Evans, who led the task force, said the recommendation was about “saving jobs and homes for people who have never been charged with a crime.”
But the mechanics of matching arrest records to charging information aren’t simple. Records are kept by various law enforcement agencies, as well as the courts, and it’s sometimes complicated to figure out whether an arrest led to the filing of charges and then a conviction.
“What do you do with stored records, court records that exist only on microfilm?” asked Boulder Sheriff Joe Pelle, a CCJJ member. “There’s a bunch of issues.”
It isn’t known how many publicly available arrest records involve people who never were charged with crimes or had charges dropped. Kim English, research director for the Colorado Division of Criminal Justice, said her office checked 300 arrest cases from large judicial districts and couldn’t find charges for about half of them. However, some arrestees might have been charged in municipal court and she wasn’t able to access that data.
“We know there is some portion of folks who are arrested and never get filed on,” English said.
CCJJ members weren’t unanimous on the question of whether an arrest record, if a person hasn’t been charged, should remain open.
Pelle said a community has “a right and a need to know who we’ve arrested and why, whether they’re charged with a crime eventually or not.” Golden Police Chief William Kilpatrick raised similar concerns, wondering aloud whether there’s a point in time after an arrest – “a week, a month, six months, a year” – when the public’s right to know should expire.
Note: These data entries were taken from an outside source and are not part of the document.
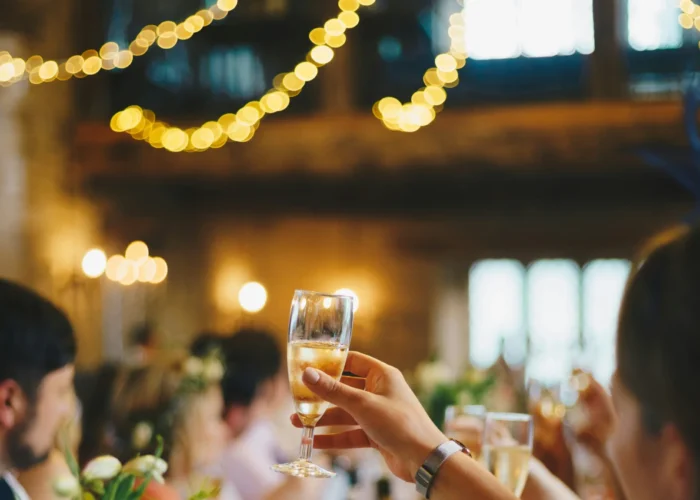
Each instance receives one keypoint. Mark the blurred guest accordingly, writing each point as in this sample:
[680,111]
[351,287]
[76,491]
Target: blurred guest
[255,388]
[182,404]
[95,392]
[37,350]
[143,345]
State Public Defender Doug Wilson pushed back on the “right to know” argument. “I’ve yet had anybody show me where it’s written that the public has a right to know about facts which in a short time will either result in a charge or will not,” Wilson said, noting that it often takes only a few days for an arrest to result in charges.
“And in that period of time, why do we expose folks to the humiliation …? I just don’t understand why we would just pretend like this public right to know overrides an individual’s right to privacy.”
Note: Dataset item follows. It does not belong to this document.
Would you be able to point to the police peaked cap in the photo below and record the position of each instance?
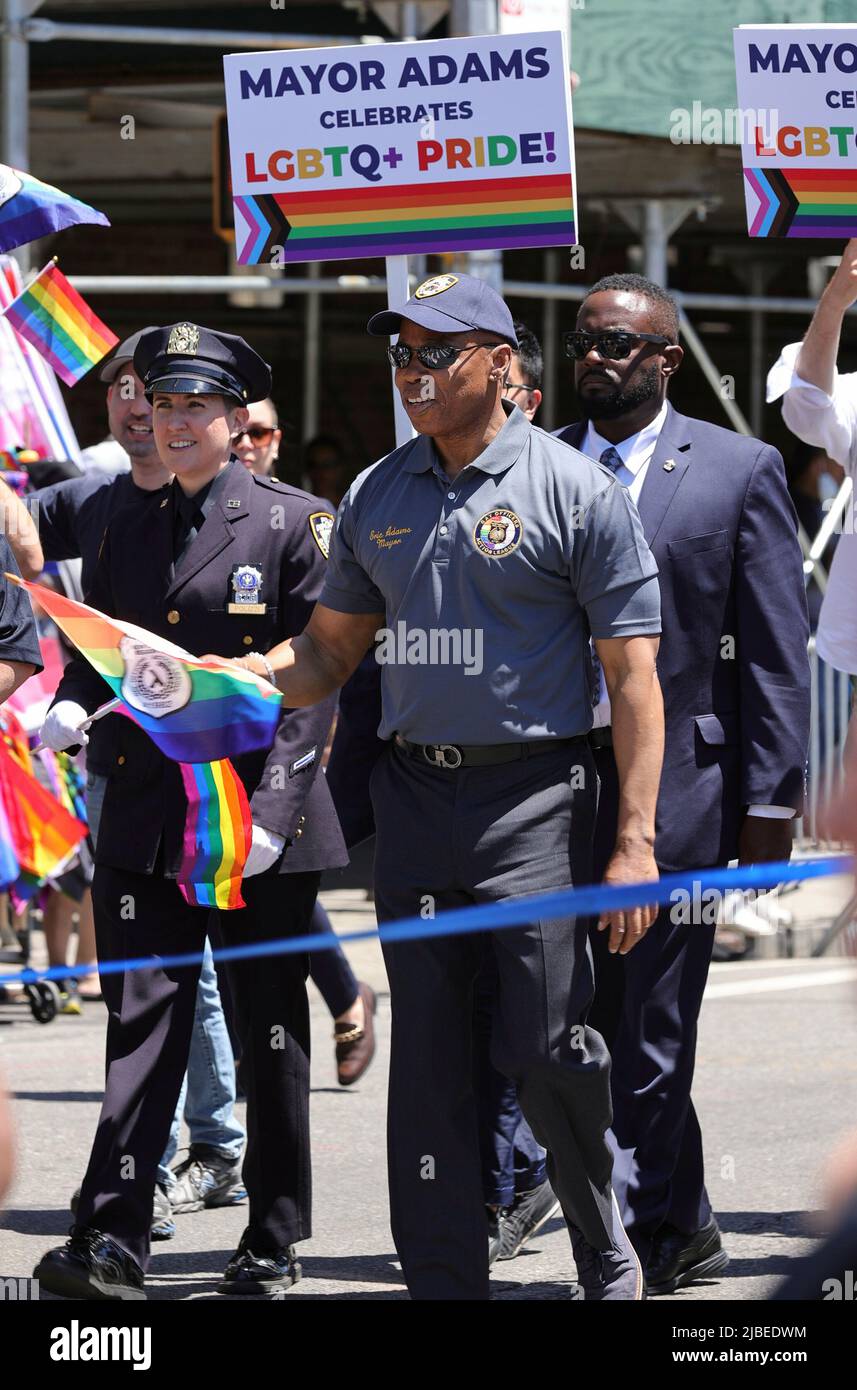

The Colorado Freedom of Information Coalition asked CFOIC board president Steve Zansberg, a First Amendment attorney, to explain why arrest records should remain open for public inspection.
“Perhaps no act of the State is of greater consequence on individual freedom than when the government deprives a person of his freedom of movement by taking him into custody,” Zansberg wrote in an email. “This is why the United States Constitution places significant restraints on the government’s power to arrest. Without the means of accessing information about each instance in which that awesome power has been exercised, We the People will not be able to hold government officials accountable for such actions.”
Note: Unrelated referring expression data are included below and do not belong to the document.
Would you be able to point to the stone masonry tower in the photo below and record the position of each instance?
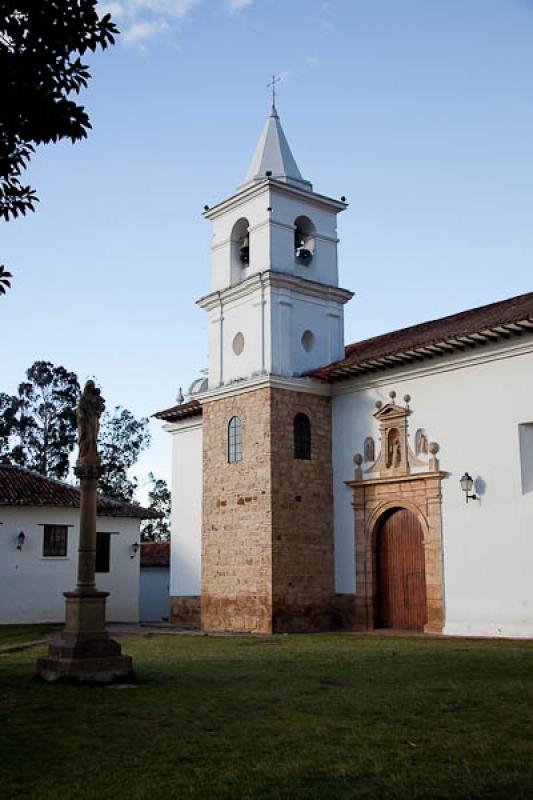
(275, 312)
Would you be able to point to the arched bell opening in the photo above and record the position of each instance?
(240, 250)
(304, 240)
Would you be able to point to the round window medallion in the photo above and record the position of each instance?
(308, 341)
(238, 344)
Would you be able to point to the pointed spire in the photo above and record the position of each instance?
(274, 155)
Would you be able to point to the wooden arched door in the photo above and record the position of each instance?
(401, 574)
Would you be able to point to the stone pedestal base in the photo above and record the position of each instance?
(84, 653)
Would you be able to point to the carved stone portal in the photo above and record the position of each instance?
(395, 485)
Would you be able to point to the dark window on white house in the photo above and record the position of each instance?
(234, 440)
(302, 436)
(55, 541)
(103, 541)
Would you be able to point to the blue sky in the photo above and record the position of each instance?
(419, 111)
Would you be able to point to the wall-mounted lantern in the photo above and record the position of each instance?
(467, 483)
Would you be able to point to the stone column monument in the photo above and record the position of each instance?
(84, 653)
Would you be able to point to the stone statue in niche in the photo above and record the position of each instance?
(421, 442)
(433, 460)
(394, 451)
(370, 449)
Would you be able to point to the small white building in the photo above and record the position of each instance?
(39, 533)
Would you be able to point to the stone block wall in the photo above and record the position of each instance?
(267, 540)
(302, 516)
(237, 517)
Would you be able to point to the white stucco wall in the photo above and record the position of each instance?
(31, 586)
(473, 406)
(154, 601)
(186, 512)
(272, 314)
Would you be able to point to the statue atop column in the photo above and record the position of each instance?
(90, 408)
(84, 651)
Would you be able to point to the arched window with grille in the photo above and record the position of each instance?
(234, 440)
(302, 436)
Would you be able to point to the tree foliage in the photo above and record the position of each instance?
(41, 42)
(38, 425)
(38, 430)
(122, 439)
(157, 530)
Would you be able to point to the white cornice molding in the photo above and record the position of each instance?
(441, 364)
(303, 385)
(277, 280)
(269, 184)
(184, 425)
Zansberg offered an example: If arrests were excluded from the list of “records of official actions” that must be disclosed, “members of the press and public would have no way of identifying those police departments, or individual officers, who disproportionately arrest (then later release without charge) persons of color or persons with a Hispanic surname. Such a monumental reduction in the amount of public information would greatly disserve the public interest in holding our government accountable.”
Although the CCJJ did not endorse the task force’s recommendation – it was withdrawn from consideration at the Aug. 11 meeting – the commissioners agreed to have a committee further examine the arrest records issue.
“I’m not ready to see this go away yet,” said commission member Rick Raemisch, executive director of the Colorado Department of Corrections. “I think somewhere there’s a middle ground.”